We must all have experienced workplaces, which then seemed ‘the norm’, but looking back were strange, antiquated, or just plain fun. I, for one, would love to hear about them.
The UBO Manager
Monday, and I’m going unwillingly to work. Finding a space for the car along the crowded street of overcrowded terraced houses. Wafts of spices rolling out of each doorway and curling around me.
Just another Monday, to be spent in the long Victorian factory building ahead of me. Tall, multi-paned windows lining the walls of the old Gun Testing, now Signing, Hall. The lower panes glinting ominously through jagged, stone hefted, edges.
Inside, the staff are huddled, debating their approach to Management. Me. Their desks and chairs covered in sharp, glass splinters. I promise to make another forceful request for window grills. They agree to sweep up and work. I call the window repair team. By the time the morning tea trolley comes around everyone is settled again.
Tuesday, and the weekly Police report is with me. Again, they recommend window grills. They can’t stop kids from collecting stones off the next-door railway line and lobbing them at our windows. I attach it to the quotes for fixing grills at the window and show, again, that this would pay for itself within three months, over the weekly window glass replacement.
[Pictured above is the building we worked in, prior to its demolition.]
In the afternoon, signing over, I hold another all-staff meeting about the new office being built for us. They are a close community and not that impressed by being split up between the new, modern, offices. Worse it will mean the loss of hot meals in the canteen, and of the pool table. One of their requests is for soft toilet paper instead of medicated hard, scratchy Izal. That’s one thing I can agree as I’ll finally have a devolved budget.
Wednesday, it’s a signing day and we’ve had a jumper. An over the counter jumper. Frank and Chas force him back, but I send Jasminder home for the day. Another police report to file. There’s not a lot I can do as the staff refuse to have counter barriers installed. They care about their clientele and think screens would make it harder to communicate and defuse situations.
Then I get a message that William S insists on seeing the Manager. His Giro isn’t in. Well, there was a good reason for that. I agree to see him, but he has a violent history and it’s the era before panic buttons. I ask a male manager to sit in the adjoining room. After I’ve listened to William, as knowing you’ve been listened to is a great calmer, I send him off to get his benefit claim in order. Exactly as the section supervisor had already explained he’d have to. I go next door to thank my colleague, to find that he’d gone to lunch a good while back. I’m so glad I hadn’t realised that!
Thursday, and the Thursday signers swarm in. There’s another jumper which makes the girls scream. But this one has six or is it eight legs? I call in the pest people for another flea fumigation. They’re running at one a month now.
The light-hearted part of the day is the annual fire extinguisher testing. The lucky few in the ballot get the fun of extinguishing the backyard (if only we could) while everyone else looks on.

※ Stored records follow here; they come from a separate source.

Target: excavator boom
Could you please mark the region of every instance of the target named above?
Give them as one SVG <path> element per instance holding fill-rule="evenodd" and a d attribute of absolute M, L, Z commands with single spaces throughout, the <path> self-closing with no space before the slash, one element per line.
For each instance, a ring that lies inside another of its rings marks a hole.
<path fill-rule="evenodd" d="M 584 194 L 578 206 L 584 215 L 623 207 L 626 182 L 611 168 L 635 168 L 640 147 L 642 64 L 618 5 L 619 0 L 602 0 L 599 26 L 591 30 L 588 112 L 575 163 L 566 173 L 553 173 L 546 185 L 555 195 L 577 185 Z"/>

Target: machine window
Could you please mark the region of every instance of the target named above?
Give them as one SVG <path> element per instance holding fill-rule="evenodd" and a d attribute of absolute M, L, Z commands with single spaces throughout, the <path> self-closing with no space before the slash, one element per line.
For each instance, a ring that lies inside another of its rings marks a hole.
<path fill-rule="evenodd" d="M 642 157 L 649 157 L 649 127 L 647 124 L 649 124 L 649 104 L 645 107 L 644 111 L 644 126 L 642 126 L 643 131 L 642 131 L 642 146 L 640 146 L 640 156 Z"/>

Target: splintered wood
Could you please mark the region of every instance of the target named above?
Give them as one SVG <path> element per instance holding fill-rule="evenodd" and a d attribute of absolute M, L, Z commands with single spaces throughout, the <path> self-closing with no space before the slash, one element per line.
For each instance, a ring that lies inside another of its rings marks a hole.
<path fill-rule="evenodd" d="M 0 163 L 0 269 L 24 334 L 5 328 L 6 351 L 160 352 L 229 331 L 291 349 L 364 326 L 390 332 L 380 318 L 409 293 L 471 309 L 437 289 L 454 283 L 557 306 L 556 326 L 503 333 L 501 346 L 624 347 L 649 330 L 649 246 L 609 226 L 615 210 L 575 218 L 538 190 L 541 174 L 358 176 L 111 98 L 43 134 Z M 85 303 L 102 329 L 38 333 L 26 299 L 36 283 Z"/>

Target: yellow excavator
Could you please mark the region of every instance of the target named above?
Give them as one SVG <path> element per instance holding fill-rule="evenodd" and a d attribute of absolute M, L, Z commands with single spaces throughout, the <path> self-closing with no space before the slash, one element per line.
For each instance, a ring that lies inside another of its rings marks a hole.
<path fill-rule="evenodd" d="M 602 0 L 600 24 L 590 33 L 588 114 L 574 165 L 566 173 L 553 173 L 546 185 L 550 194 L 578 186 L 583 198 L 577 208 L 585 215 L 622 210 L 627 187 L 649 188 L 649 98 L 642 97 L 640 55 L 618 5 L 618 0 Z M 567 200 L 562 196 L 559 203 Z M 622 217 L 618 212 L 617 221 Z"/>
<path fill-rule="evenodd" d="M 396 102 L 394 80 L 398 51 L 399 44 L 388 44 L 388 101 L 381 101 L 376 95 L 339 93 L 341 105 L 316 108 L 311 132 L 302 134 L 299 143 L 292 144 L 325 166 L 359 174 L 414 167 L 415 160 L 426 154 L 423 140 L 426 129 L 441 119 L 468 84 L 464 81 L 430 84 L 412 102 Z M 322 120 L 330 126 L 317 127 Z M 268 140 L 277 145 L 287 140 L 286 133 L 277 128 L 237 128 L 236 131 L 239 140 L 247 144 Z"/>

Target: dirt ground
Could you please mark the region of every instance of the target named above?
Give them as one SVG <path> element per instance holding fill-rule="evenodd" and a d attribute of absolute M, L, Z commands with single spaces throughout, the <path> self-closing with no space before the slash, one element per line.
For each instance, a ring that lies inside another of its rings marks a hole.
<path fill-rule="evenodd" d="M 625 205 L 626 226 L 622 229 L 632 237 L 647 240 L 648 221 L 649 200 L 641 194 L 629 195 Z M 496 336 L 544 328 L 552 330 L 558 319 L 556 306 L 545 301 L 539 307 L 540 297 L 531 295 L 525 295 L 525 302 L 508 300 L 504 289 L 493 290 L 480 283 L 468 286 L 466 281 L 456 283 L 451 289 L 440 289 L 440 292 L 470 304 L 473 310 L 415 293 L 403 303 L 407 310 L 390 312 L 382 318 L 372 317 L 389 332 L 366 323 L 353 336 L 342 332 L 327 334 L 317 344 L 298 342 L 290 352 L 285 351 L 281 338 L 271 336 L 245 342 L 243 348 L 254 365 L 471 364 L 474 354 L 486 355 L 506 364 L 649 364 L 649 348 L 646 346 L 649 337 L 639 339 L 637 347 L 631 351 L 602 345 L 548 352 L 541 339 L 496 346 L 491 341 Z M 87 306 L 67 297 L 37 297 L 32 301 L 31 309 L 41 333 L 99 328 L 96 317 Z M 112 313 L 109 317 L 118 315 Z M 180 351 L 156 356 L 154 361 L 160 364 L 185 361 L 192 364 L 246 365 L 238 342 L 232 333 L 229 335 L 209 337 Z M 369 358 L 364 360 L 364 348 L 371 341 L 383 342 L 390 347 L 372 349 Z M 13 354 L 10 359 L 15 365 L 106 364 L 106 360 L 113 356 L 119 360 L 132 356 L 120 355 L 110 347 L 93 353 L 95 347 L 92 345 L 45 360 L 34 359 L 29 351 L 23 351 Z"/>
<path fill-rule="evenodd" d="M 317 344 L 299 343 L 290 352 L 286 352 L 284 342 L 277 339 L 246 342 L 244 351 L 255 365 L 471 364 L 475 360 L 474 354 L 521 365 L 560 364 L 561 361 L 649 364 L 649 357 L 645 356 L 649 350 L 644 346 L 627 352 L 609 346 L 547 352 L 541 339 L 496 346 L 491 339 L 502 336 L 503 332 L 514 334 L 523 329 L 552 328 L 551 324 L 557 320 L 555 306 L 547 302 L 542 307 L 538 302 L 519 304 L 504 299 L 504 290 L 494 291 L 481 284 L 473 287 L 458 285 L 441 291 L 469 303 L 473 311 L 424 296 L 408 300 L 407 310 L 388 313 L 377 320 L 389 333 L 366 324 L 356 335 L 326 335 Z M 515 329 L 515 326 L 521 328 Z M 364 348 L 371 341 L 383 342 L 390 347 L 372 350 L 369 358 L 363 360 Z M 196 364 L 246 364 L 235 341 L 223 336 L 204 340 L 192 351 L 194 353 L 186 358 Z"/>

Friday, and my steps drag their way into work. Yes, it’s Friday. The demolition men next door have gone through the water pipe again. Strange how it’s always on a Friday. By 9am the Shop Steward is in my office. If I can’t get the toilets flushing by 10am it’s ‘everybody out’. Red Robbo has a lot to answer for, he trained my Shop Steward. It’s on the phone to the Water Board. Today I would have had them on speed dial, but these were the days of the massive plug in switchboard with its operator, in a room of its own and taking up an entire wall. The repair scrapes in just before the deadline.
Friday, and the Regional Office reply is back. No capital works. No window grills. The building will be demolished in three months. Not even though it would save money and make for happier, less embattled staff!
The weekend. Respite. Rest and recover, for on Monday it starts all over again.
Perhaps I could launch the wrecking ball.